As uncomfortable and huge as I feel, the possibility that I could have this baby in 2-3 weeks sort of makes me panic. I’d be happy if he came in about a month. I’m sure I won’t be any more prepared in an extra two weeks, but right now, that sounds reasonable.

That said, I’m not looking forward to another month or two of pregnancy.

It seems the baby and my belly have undergone a pretty extreme growth spurt in the past few weeks. Suddenly, everyone feels compelled to comment on my size. And can I tell you? NOT COOL.

I’m already lumbering around feeling like I have a 20-pound medicine ball under my shirt. I’m uncomfortable. My mid-section and lower back ache constantly from the strain on my muscles. I’m crabby, and I’m not getting any sleep because I toss and turn trying to find a comfortable position for the aforementioned medicine ball strapped to my stomach.

The number on the scale is way higher than it’s ever been in my life, and my body image is at an all-time low. I think every pregnant woman goes through a period where she sees pictures of herself pre-pregnancy and feels compelled to weep in mourning of her formerly fabulous body (no matter how unhappy she was with her body before pregnancy).

So guess what I DON’T need to hear right now? The following comments:

“Wow. SEVEN weeks left? I don’t believe it. Please tell me there’s more than one baby in there.”

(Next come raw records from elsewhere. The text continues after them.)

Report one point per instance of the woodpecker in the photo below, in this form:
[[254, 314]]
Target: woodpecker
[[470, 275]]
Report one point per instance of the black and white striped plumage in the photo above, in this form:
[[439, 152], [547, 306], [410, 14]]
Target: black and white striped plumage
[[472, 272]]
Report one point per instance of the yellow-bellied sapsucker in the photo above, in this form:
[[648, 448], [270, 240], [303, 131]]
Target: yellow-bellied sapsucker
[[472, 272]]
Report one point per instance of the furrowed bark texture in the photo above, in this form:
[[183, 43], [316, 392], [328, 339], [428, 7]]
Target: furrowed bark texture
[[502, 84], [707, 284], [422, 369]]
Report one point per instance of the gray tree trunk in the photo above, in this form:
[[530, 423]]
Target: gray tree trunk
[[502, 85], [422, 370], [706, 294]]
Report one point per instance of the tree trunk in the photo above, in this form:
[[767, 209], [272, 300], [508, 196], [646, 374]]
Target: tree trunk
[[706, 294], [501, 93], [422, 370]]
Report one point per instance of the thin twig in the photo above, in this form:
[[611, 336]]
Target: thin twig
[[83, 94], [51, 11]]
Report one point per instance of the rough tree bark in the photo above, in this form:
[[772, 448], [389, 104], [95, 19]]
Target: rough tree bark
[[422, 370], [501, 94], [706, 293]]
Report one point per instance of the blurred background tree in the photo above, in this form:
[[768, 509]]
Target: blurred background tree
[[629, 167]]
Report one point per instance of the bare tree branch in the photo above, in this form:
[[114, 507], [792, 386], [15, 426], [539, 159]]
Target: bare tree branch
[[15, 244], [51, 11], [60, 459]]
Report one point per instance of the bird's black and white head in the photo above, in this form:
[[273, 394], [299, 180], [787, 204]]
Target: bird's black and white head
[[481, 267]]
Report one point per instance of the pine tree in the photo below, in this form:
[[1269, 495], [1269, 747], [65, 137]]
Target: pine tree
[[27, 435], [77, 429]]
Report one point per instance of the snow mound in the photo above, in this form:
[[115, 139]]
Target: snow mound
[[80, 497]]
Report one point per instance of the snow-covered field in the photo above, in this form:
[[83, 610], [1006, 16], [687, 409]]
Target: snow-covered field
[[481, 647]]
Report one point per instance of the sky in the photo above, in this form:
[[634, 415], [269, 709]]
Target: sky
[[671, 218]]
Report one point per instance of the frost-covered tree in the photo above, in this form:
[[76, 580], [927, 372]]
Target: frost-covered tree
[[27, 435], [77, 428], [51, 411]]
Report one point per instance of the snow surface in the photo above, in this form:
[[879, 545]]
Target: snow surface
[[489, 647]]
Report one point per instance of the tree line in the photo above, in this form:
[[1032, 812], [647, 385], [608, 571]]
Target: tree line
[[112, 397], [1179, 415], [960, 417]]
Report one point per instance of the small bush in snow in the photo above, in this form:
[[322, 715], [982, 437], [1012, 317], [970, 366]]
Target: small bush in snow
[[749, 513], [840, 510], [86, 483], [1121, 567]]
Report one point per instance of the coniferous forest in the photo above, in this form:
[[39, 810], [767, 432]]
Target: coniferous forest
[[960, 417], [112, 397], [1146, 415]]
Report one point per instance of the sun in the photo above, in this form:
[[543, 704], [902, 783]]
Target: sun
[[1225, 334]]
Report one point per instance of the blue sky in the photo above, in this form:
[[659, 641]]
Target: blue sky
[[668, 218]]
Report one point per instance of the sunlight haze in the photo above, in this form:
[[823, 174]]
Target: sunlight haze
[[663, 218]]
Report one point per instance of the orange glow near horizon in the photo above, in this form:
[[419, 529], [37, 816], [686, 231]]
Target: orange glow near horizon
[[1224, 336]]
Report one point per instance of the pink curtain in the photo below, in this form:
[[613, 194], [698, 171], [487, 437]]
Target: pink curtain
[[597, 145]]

“I don’t think it’s possible for you to get any bigger.”

“You look like you’re ready to pop.”

“THAT looks uncomfortable.”

I have actually heard every single one of those comments in the past few weeks from strangers and even well meaning friends and family.

Depending on my mood, who the commenter is, and my level of crabbiness, I’m usually able to muster a reasonably polite response. The CVS cashier who insisted I must be having twins because I’m WAY too huge to be carrying one baby received a bit of a sassy retort. (“No. So nice of you to say that, though.” *death stare*)

Honestly, though. I know I’m not the first person to say this, but what in the world makes people think it’s okay to comment on a pregnant woman’s size? When is it EVER polite to comment on someone’s size? Answer: never. Never ever ever.

While I’m on the topic, guess what else is not okay? Groping a person’s stomach. Unless you’ve been given direct permission, keep your hands off. It may look like a beach ball, but it is a part of my anatomy, and I’d rather you didn’t man handle me.

The bigger I get, the more personal space I require. Unfortunately, there is an inverse relationship between my size and the amount of personal space the general public is willing to allot to me.

I guess I couldn’t resist the urge to rant a little after all. But seriously. Keep your hands off my belly, and shut your trap about how enormous I look. Thank you.